What’s missing from children’s books? Earnest messages about the evils of bullying and the importance of tolerance? Stories that build sensitivity for other cultures and races? Books that inculcate a sense of history?

Not according to children’s author Ted Dewan. In Dewan’s mind there’s one thing missing from most kids’ books: violence.

Dewan notes that children, and boys in particular, often produce violent images in their own artwork, but these images rarely make it into kidlit. To redress this, Dewan’s new book, One True Bear, will include pictures, drawn by children, of images “that don’t get put up on the fridge.” The BBC reports that “[t]hese primary school children’s line drawings include battlefield scenes, planes dropping bombs, people shooting each other, tanks, someone impaled on a spike, buildings on fire and a clown with limbs pulled off.” The article continues:

It’s not some kind of Tarantino for toddlers. It’s a moral tale of how a self-sacrificing teddy bear wins the affections of a violent boy. The bear’s gruff generosity redeems the angry youngster. And almost all the illustrations are soothingly traditional, with these grittier images kept in the background.

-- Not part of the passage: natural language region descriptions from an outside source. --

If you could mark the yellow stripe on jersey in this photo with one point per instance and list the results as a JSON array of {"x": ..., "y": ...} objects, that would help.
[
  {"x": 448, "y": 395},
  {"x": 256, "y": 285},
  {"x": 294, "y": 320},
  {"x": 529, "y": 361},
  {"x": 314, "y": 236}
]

Dewan’s book will no doubt elicit a flurry of objections from well-meaning parents wishing to shelter their children from the psychological effects of violent images. But according to Michael Thompson, the American author of Raising Cain: The Emotional Life of Boys, these fears are unfounded:

“There is no connection between writing violent stories and committing violence. If you write violent stories, you are not going to end up in jail, you are going to end up in Hollywood writing action movies.”

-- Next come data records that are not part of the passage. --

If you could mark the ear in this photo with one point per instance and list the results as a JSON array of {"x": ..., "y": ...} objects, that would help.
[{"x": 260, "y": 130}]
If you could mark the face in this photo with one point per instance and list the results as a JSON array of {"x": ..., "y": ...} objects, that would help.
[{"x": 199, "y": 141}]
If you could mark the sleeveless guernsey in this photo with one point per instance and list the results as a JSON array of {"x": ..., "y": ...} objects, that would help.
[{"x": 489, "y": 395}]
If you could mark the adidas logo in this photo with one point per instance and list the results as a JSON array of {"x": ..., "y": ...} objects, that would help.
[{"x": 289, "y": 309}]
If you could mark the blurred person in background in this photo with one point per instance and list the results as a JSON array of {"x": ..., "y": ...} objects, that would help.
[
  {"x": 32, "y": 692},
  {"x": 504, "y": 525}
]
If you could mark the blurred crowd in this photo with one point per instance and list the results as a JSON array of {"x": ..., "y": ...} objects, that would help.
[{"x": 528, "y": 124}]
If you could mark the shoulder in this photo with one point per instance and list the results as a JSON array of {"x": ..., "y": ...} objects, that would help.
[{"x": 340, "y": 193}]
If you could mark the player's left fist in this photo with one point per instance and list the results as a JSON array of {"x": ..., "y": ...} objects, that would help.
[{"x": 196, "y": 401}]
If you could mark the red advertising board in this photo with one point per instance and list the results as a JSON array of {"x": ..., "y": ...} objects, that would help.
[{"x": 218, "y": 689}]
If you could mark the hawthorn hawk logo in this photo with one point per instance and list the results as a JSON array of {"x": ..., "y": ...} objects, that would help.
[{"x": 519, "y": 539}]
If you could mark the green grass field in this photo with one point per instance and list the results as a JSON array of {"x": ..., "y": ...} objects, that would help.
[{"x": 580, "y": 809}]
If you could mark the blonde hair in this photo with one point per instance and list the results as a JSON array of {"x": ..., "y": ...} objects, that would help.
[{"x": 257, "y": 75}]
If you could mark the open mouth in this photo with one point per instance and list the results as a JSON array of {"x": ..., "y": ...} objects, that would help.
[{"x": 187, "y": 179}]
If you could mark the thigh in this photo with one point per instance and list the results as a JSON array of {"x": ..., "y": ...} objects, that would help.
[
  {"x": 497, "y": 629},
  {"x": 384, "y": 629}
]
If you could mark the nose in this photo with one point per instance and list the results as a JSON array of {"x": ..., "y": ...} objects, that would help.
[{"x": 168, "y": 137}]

  • http://www.gal-friday.blogspot.com Rachel Sentes

    While I’m not a big fan of violence in children’s books, it reminds me of when I first read Carlo Collodi’s Pinocchio which portrayed the violence of physical abuse with illustrations of Jiminy the Cricket being stepped on and slammed against the wall, and the image of Pinocchio hanging from a tree was burned in my brain. Then I watched the real version of The Little Mermaid where she killed herself in the ocean. And I grew up with the Brothers Grimm. The difference was I had parents who read them with me so that I could discuss what I was seeing. As a former preschool teacher I think in this day and age parents need to step up to the plate and make decisions with or for their children. Are they going to offer a sanitized version of a story or one that will create a forum for discussion and creativity? I vote for discussion. Find out what they think. What they have to say is so important to having them understand what a moral tale is really about.